Experiment 2: psychophysical measures of voice similarity

For each target, we selected the 3 impersonators that produced the higher ranked caricatures and lower ranked replicas (marked in bold type in Fig. 1). The rationale behind this choice was that we wanted to test the hypothesis that replicas are efficient imitations of the target voice even when they may not focus in the most salient dimensions for identity.

Participants listened to all pairs of audio files and ranked their similarity using a scale from 1 (the two voices are very different) to 5 (the two voices are the same) (see Methods: Experiment 2). For each target, the perceptual data produced by each subject can be organized in a similarity matrix M in which the element M_ij corresponds to the similarity rating between the pair of audio files i and j. We selected the pairs containing the target files and submitted this data to ANOVAs with impersonator and imitation type as independent factors (Figure 2 and Table 2). The analyses revealed an effect of imitation type. A follow up of this analysis showed that for both targets, this effect was accounted by an increase in rating for replicas with respect to caricatures (T₁: t = 6.99, df = 51, p < 10⁻⁴; T₂: t = 3.13, df = 47, p = 0.03), with average imitation ratings of 3.31 ± 0.15 and 2.52 ± 0.20 for replicas and caricatures of T₁ and 3.19 ± 0.20 and 1.71 ± 0.12 for replicas and caricatures of T₂. This indicates that replicas are quality copies of the targets' voices and are indeed perceived as more faithful reproductions of the original voice than caricatures, although they fail in eliciting the identity of the speaker.

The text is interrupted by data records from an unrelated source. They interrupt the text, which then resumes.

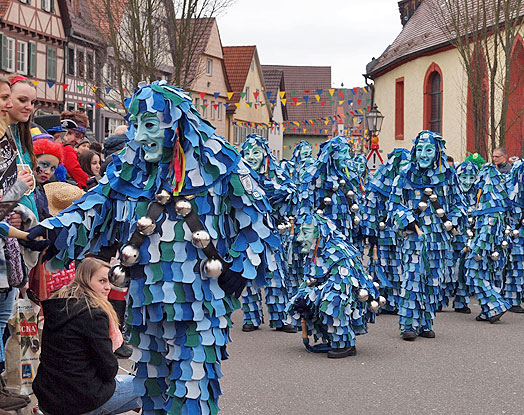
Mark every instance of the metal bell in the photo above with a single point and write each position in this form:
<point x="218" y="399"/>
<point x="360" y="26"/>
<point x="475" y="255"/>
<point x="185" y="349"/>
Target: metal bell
<point x="183" y="207"/>
<point x="363" y="295"/>
<point x="213" y="268"/>
<point x="128" y="255"/>
<point x="145" y="225"/>
<point x="163" y="197"/>
<point x="201" y="239"/>
<point x="373" y="306"/>
<point x="117" y="276"/>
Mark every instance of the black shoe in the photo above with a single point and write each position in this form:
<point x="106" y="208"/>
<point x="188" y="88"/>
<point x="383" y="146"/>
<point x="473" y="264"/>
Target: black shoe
<point x="495" y="318"/>
<point x="341" y="353"/>
<point x="124" y="351"/>
<point x="287" y="328"/>
<point x="409" y="336"/>
<point x="463" y="310"/>
<point x="248" y="327"/>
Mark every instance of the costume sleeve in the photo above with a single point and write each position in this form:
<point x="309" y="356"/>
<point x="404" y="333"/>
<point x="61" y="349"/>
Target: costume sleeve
<point x="73" y="166"/>
<point x="400" y="215"/>
<point x="99" y="342"/>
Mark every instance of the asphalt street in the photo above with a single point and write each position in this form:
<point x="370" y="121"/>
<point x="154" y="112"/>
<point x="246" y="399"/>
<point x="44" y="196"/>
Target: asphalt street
<point x="469" y="368"/>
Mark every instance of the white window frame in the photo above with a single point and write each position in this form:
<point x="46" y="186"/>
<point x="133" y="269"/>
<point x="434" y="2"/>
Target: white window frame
<point x="11" y="56"/>
<point x="21" y="57"/>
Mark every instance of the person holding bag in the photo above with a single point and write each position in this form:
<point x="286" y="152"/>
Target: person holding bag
<point x="78" y="370"/>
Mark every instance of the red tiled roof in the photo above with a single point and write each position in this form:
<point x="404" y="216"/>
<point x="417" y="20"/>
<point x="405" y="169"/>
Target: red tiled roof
<point x="304" y="78"/>
<point x="237" y="60"/>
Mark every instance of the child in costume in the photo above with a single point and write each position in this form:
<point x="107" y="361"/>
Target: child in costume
<point x="192" y="223"/>
<point x="427" y="205"/>
<point x="485" y="258"/>
<point x="385" y="254"/>
<point x="337" y="298"/>
<point x="467" y="172"/>
<point x="279" y="189"/>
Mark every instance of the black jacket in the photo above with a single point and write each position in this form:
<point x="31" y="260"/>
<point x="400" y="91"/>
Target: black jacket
<point x="77" y="365"/>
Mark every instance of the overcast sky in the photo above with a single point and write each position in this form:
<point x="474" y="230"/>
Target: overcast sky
<point x="343" y="34"/>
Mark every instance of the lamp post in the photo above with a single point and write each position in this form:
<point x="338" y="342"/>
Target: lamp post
<point x="374" y="120"/>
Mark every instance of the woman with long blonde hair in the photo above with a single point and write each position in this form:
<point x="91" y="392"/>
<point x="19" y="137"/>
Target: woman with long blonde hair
<point x="78" y="370"/>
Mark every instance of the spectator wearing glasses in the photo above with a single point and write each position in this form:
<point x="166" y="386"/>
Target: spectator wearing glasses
<point x="500" y="160"/>
<point x="75" y="123"/>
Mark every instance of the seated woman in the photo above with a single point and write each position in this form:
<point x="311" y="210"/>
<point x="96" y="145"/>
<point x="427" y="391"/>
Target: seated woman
<point x="78" y="370"/>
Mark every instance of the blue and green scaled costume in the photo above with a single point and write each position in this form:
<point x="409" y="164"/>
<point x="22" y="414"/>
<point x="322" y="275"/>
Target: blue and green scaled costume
<point x="486" y="257"/>
<point x="179" y="319"/>
<point x="279" y="190"/>
<point x="426" y="257"/>
<point x="330" y="299"/>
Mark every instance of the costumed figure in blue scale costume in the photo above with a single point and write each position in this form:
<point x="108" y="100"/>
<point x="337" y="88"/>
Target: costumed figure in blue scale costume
<point x="193" y="224"/>
<point x="280" y="191"/>
<point x="337" y="298"/>
<point x="385" y="253"/>
<point x="427" y="205"/>
<point x="467" y="172"/>
<point x="514" y="275"/>
<point x="486" y="255"/>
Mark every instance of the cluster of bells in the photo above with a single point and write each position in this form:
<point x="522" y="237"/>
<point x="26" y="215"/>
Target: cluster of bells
<point x="350" y="194"/>
<point x="146" y="226"/>
<point x="448" y="225"/>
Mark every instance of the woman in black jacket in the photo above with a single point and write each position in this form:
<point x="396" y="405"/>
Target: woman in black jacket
<point x="78" y="370"/>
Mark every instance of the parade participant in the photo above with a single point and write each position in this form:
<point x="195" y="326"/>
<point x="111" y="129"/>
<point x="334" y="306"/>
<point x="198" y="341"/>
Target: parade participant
<point x="279" y="190"/>
<point x="485" y="256"/>
<point x="427" y="204"/>
<point x="385" y="254"/>
<point x="514" y="273"/>
<point x="337" y="299"/>
<point x="187" y="256"/>
<point x="81" y="328"/>
<point x="333" y="186"/>
<point x="467" y="172"/>
<point x="75" y="123"/>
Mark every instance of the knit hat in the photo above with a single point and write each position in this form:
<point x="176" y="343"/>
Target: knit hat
<point x="44" y="146"/>
<point x="61" y="195"/>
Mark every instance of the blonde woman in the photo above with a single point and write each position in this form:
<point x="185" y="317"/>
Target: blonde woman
<point x="78" y="370"/>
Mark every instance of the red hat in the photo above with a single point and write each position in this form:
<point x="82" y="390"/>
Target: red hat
<point x="43" y="146"/>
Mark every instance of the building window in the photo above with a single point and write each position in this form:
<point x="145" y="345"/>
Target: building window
<point x="71" y="61"/>
<point x="21" y="57"/>
<point x="90" y="70"/>
<point x="80" y="63"/>
<point x="433" y="99"/>
<point x="51" y="64"/>
<point x="399" y="109"/>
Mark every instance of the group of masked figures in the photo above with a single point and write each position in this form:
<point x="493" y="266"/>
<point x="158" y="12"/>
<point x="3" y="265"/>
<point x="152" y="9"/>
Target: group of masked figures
<point x="199" y="225"/>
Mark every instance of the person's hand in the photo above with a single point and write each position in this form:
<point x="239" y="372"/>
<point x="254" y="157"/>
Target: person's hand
<point x="15" y="220"/>
<point x="233" y="283"/>
<point x="26" y="177"/>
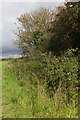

Acoustic spaces of similarity and identity

Our next aim was to find the acoustic figures that govern the perception of similarity and identity. For each file in the original database, we calculated the 12-dimensional acoustical vector V = {jitter, shimmer, f₀, F_i (1 ≤ i ≤ 5), disp(F₅ − F₁), disp(F₄ − F₃), disp(F₅ − F₃), disp(F₅ − F₄)}, using mean values calculated over the length of the sentence (see Methods: acoustic space for details). The pitch f₀ and the formants F_i provide the most direct information about the anatomy of a vocal system: the first one is related to the mass and elasticity of the folds, while the formants reflect the vocal tract shape. We included two additional vocal folds' parameters: jitter and shimmer, that measure the cycle-to-cycle variations of frequency and amplitude, respectively. These two parameters have been historically used for qualitative descriptions of voice pathologies and, more recently, have been shown to be strongly associated with voice perception by naive listeners^13,14. This is also the case for the formant dispersions disp(F_j − F_i)^13,14,15,16, calculated as the mean interval between formant frequencies, that we included as well (see Methods: acoustic space for details). Hence, each audio file is mapped to a 12-dimensional vector and we can then measure how subjective ratings of speaker identity and voice similarity co-vary with its different dimensions.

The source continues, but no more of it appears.